La respuesta fue recibida con más silencio y Pierce comenzó a entender que estaba tratando desde una posición de debilidad. Algo ocurría con Glass, y Pierce se hallaba en desventaja por el hecho de no saberlo. Decidió insistir. Quería esa entrevista.

– Soy un amigo de la familia -mintió-. Vivían me pidió que viera qué podía descubrir.

– ¿Ha hablado con el departamento de policía?

Pierce dudó. Instintivamente supo que la cooperación de Glass podía depender de su respuesta. Pensó en los acontecimientos de la noche anterior y se preguntó si Glass ya estaría al corriente de ellos. Renner había dicho que conocía a Glass y lo más probable era que planeara llamarlo. Era domingo por la tarde.
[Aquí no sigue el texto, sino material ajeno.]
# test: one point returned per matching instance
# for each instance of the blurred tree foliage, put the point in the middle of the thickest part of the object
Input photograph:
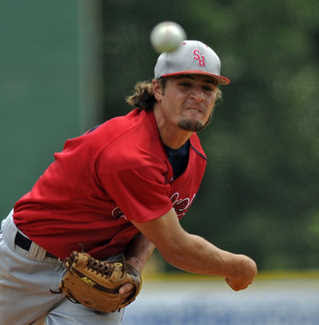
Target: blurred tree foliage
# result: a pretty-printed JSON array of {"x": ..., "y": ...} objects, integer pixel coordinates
[{"x": 259, "y": 195}]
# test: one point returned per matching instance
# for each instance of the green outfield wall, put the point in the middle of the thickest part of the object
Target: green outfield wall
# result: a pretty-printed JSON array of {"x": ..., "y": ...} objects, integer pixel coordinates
[{"x": 47, "y": 62}]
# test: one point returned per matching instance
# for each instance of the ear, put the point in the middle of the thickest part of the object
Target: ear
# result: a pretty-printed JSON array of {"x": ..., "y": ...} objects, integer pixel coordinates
[{"x": 157, "y": 90}]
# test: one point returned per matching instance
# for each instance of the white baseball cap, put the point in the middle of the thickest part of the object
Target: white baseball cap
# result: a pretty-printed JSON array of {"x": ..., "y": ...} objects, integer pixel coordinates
[{"x": 192, "y": 57}]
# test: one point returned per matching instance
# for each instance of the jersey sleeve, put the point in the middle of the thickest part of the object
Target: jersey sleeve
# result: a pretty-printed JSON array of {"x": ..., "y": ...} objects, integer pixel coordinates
[{"x": 140, "y": 192}]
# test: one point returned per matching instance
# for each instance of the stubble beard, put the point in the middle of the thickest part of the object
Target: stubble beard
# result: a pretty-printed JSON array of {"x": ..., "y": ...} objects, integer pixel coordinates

Tal vez el detective de la policía estaba esperando hasta el lunes, puesto que aparentemente Glass se hallaba en la periferia del caso.

– No -mintió de nuevo Pierce-. Por lo que entendí de Vivian el Departamento de Policía de Los Ángeles no estaba interesado en el caso.
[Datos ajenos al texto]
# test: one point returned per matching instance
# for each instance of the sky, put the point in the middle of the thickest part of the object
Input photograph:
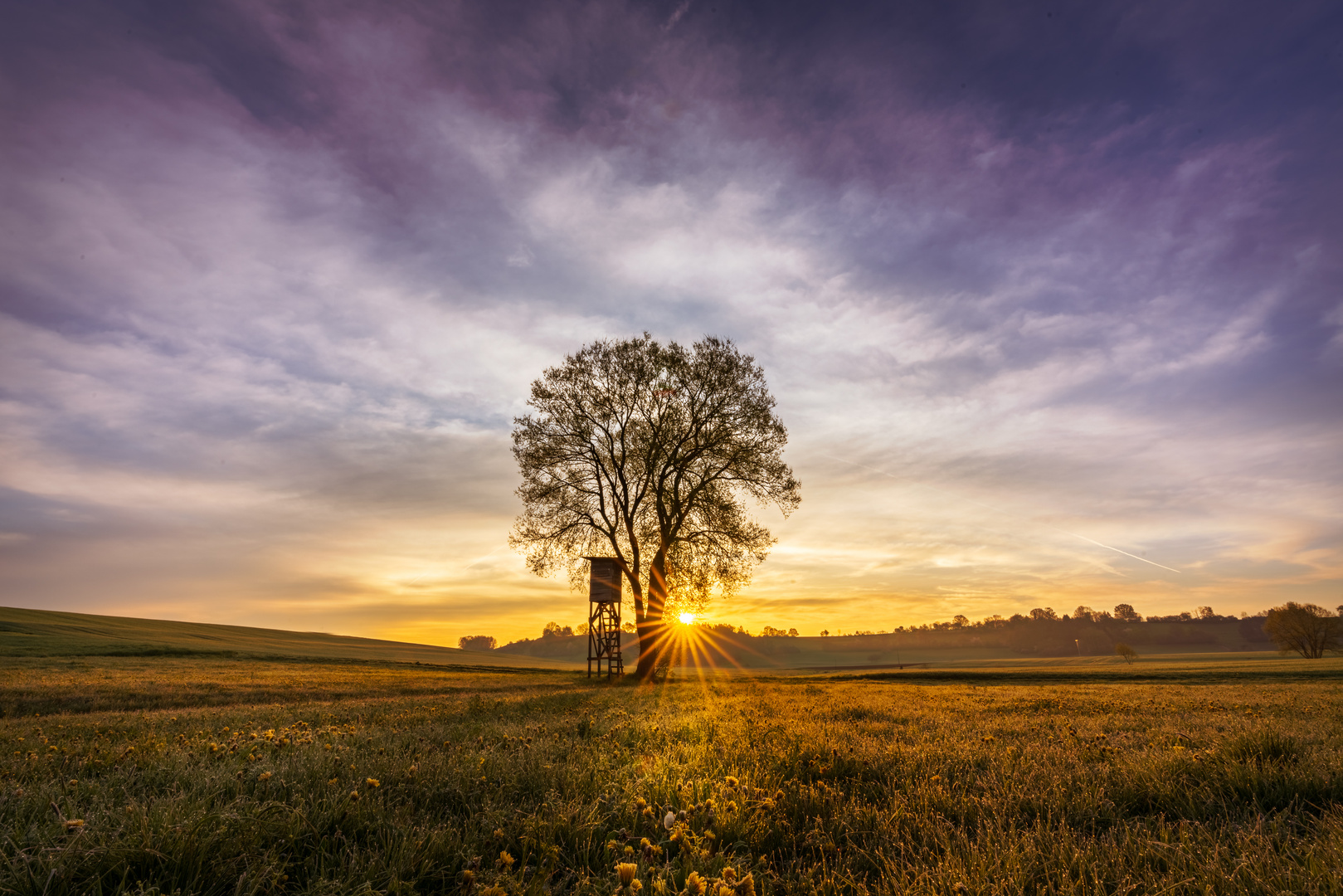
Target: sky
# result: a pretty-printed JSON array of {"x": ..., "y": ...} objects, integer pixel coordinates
[{"x": 1048, "y": 293}]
– ¿Quién es usted, señor Pierce?

– ¿ Qué? No entien…

– ¿Para quién trabaja?

– Para nadie. Para mí.

– ¿Es DP?

– ¿Qué es eso?

– Vamos.

– Quiero decir que no entien… Ah, detective privado. No, no soy DP. Como le he dicho soy un amigo.

– ¿En qué se gánala vida?

– Soy químico. No entiendo qué tiene que ver con…

– Puedo verle hoy, pero no en mi oficina. Hoy no iré a la oficina.

– De acuerdo, entonces, ¿dónde? ¿Cuándo?

– Dentro de una hora. ¿Conoce un lugar llamado Cathode Ray's, en Santa Monica?

– En la Dieciocho, ¿no? Allí estaré. ¿Cómo nos conoceremos?

– ¿Tiene un sombrero o algo distintivo que ponerse?

Pierce se inclinó y abrió un cajón del escritorio. Sacó una gorra de béisbol con letras azules bordadas en el ala.

– Llevaré una gorra de béisbol gris. Pone MOLES bordado en azul en el ala.

– ¿Como el guacamole?

Pierce casi rió.

– De moléculas. Las Moléculas Luchadoras era el nombre de nuestro equipo de softball. Cuando jugábamos. Mi empresa lo patrocinaba. Fue hace mucho tiempo.

– Le veré en el Cathode Ray's. Por favor, venga solo. Si me doy cuenta de que no está solo o parece una trampa no me verá.

– ¿Una trampa? ¿De qué está…?

Glass colgó y Pierce se quedó escuchando el vacío.

Colgó el teléfono y se puso la gorra. Consideró las extrañas preguntas que le había formulado el detective privado y pensó en lo que había dicho al final de la conversación y en cómo lo había dicho. Pierce se dio cuenta de que era como si tuviera miedo de algo.